If you have medical expenses, then it’s possible that you might receive a balance bill—the difference between what health insurance reimburses and a health-care provider charges.
Balance bills can affect consumers significantly, says Jack Hoadley, who is a research professor at Georgetown University’s Health Policy Institute and co-author of a June 2015 report on balance billing.
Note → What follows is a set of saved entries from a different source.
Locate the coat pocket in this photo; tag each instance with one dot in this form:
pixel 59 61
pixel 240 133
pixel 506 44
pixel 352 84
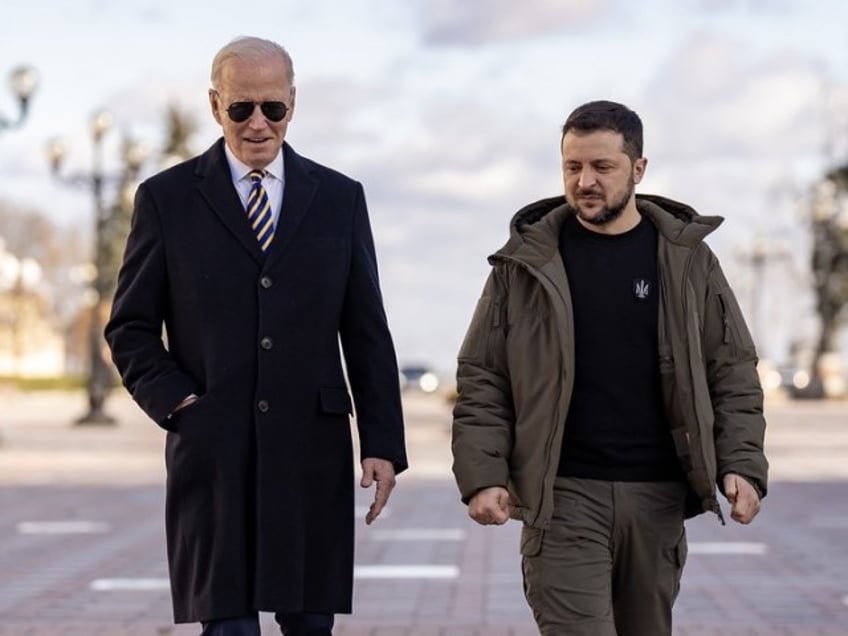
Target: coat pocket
pixel 335 401
pixel 531 540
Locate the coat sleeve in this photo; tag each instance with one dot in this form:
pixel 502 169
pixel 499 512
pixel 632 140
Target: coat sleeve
pixel 135 328
pixel 735 390
pixel 369 351
pixel 483 416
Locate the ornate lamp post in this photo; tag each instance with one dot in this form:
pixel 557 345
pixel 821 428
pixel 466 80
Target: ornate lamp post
pixel 829 221
pixel 23 81
pixel 134 154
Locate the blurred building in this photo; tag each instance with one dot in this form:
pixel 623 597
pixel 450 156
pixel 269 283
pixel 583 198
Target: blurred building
pixel 30 346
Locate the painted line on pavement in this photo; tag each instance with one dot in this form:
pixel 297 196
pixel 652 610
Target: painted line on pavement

Although specific numbers are difficult to come by, Hoadley says, “We know there are some pretty dramatic examples of it happening.”
Most states provide some balance-billing protection, although as of 2013—the latest data that are available—only 13 prevent it to some degree in the case of out-of-network health-care providers.
Hoadley believes that balance billing will increase, because today’s insurance plans include fewer providers and classify more doctors and hospitals as “out of network” to keep insurance costs low. Providers who are left out of an insurer’s network might not be so willing to take the insurer’s first offer, Hoadley says.
If you’re hit by a balance bill, you shouldn’t pay it immediately, experts say. Instead, you should try to negotiate the amount with the health-care provider, experts say. You should request an itemized bill of specific charges, so you can discuss line-by-line details.
Be cordial and inquiring and not agitated, “because you want to make sure you can get your point across,” says Erin Singleton of Patient Advocate Foundation. “Everything is negotiable.”
Kaiser Family Foundation lists how states protect consumers from balance billing at kff.org.